Retry policies, backoff, and idempotency are critical components in agent architecture to ensure reliable operations. Retry policies define how and when failed requests should be retried, while backoff strategies, such as exponential backoff, prevent overwhelming resources by spacing out retries. Idempotency ensures that repeated requests produce the same result, preventing unintended side effects. Together, these mechanisms enhance fault tolerance, consistency, and robustness in distributed systems and agent-based applications.
Retry policies, backoff, and idempotency are critical components in agent architecture to ensure reliable operations. Retry policies define how and when failed requests should be retried, while backoff strategies, such as exponential backoff, prevent overwhelming resources by spacing out retries. Idempotency ensures that repeated requests produce the same result, preventing unintended side effects. Together, these mechanisms enhance fault tolerance, consistency, and robustness in distributed systems and agent-based applications.
What is a retry policy?
A retry policy defines when and how to automatically retry a failed operation, including the number of attempts and the delays between them.

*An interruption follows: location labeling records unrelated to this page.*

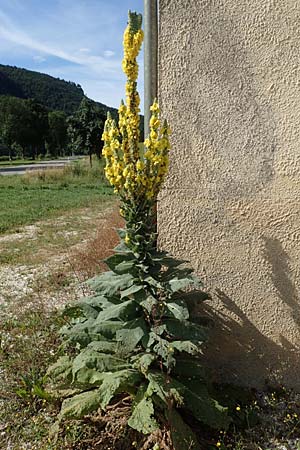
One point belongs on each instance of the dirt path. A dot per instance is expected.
(43, 263)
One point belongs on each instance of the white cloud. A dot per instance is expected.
(11, 33)
(39, 58)
(85, 50)
(108, 53)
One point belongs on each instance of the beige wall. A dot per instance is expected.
(230, 88)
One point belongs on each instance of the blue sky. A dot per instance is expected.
(77, 40)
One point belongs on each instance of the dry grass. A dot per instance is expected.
(88, 261)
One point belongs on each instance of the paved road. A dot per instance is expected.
(20, 170)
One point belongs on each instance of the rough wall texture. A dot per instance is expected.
(230, 88)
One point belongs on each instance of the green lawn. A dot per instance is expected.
(26, 199)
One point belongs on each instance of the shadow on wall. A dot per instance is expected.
(239, 349)
(279, 261)
(245, 356)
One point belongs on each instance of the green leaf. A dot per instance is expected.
(142, 418)
(131, 290)
(153, 282)
(149, 303)
(110, 284)
(131, 334)
(98, 302)
(185, 330)
(186, 346)
(144, 362)
(190, 368)
(80, 404)
(90, 377)
(102, 362)
(61, 369)
(177, 309)
(103, 346)
(182, 436)
(118, 382)
(124, 311)
(166, 387)
(105, 329)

What is backoff and why is it used?
Backoff delays retries to reduce load on a failing system. Common approaches include fixed, linear, and exponential backoff.
What is idempotency and why is it important for retries?
Idempotency means performing an operation multiple times has the same effect as performing it once. This prevents duplicates or unintended side effects when retries occur.
What is exponential backoff with jitter?
Exponential backoff increases the delay after each retry. Adding jitter randomizes delays to prevent simultaneous retries from many clients (thundering herd).
How do you design a safe retry policy for a distributed system?
Use idempotent operations when possible, set a reasonable max attempts, choose a backoff strategy, add jitter, and monitor outcomes to adjust parameters.